Выбрать главу

Минуло десять лет, прежде чем я оказался там, куда моя бывшая домохозяйка, госпожа Вагнер, так долго и тщетно мечтала попасть.

В западной части Берлина я захаживал в маленькие кинотеатры, в отдаленных районах, где в основном крутили старые фильмы. Эти киношки посещала главным образом молодежь в подчеркнуто небрежной одежде. Они не пользовались одеколоном и вообще ничем, что считалось модным в их жадном до барахла и косметики окружении. Они не причесывались, уважительно относились к запаху человеческих испарений, не чистили ботинок, любили растянутые свитера и поношенные штаны. Во время сеанса они громко обсуждали и комментировали события на экране, услышав же хотя бы самые слабые протесты, немедленно вступали в жаркую перепалку с кем угодно. То было второе издание поколения шестьдесят восьмого года.
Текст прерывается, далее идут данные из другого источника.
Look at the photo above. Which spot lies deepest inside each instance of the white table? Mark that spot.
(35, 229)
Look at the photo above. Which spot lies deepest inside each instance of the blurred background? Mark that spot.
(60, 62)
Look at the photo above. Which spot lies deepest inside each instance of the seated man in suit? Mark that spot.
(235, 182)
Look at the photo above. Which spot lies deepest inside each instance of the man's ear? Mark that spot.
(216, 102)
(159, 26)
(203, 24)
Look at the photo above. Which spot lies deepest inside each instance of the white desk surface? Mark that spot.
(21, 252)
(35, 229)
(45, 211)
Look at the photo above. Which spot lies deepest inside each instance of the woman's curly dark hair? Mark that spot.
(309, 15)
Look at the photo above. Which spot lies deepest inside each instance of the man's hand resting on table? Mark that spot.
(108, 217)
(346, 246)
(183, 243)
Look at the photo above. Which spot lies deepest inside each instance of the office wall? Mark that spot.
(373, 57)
В большинстве своем они были участниками «долгого марша» против государственной бюрократии. Они не сдавали в гардероб верхнюю одежду, а, небрежно свернув, садились на нее. Курили только самокрутки. Сидели развалясь, только что не лежали, обувь охотно сбрасывали, ноги задирали на спинки кресел. Демонстративно лапали друг дружку. Невозможно было с уверенностью определить, кто с кем пришел. Этим подчеркивалось, что каждый принадлежит всем. Они любили друг друга по убеждению и до глубины души ненавидели государство. Долой это дерьмо! Никаких властей! Всех долой! Такие надписи чаще всего встречались на стенах домов.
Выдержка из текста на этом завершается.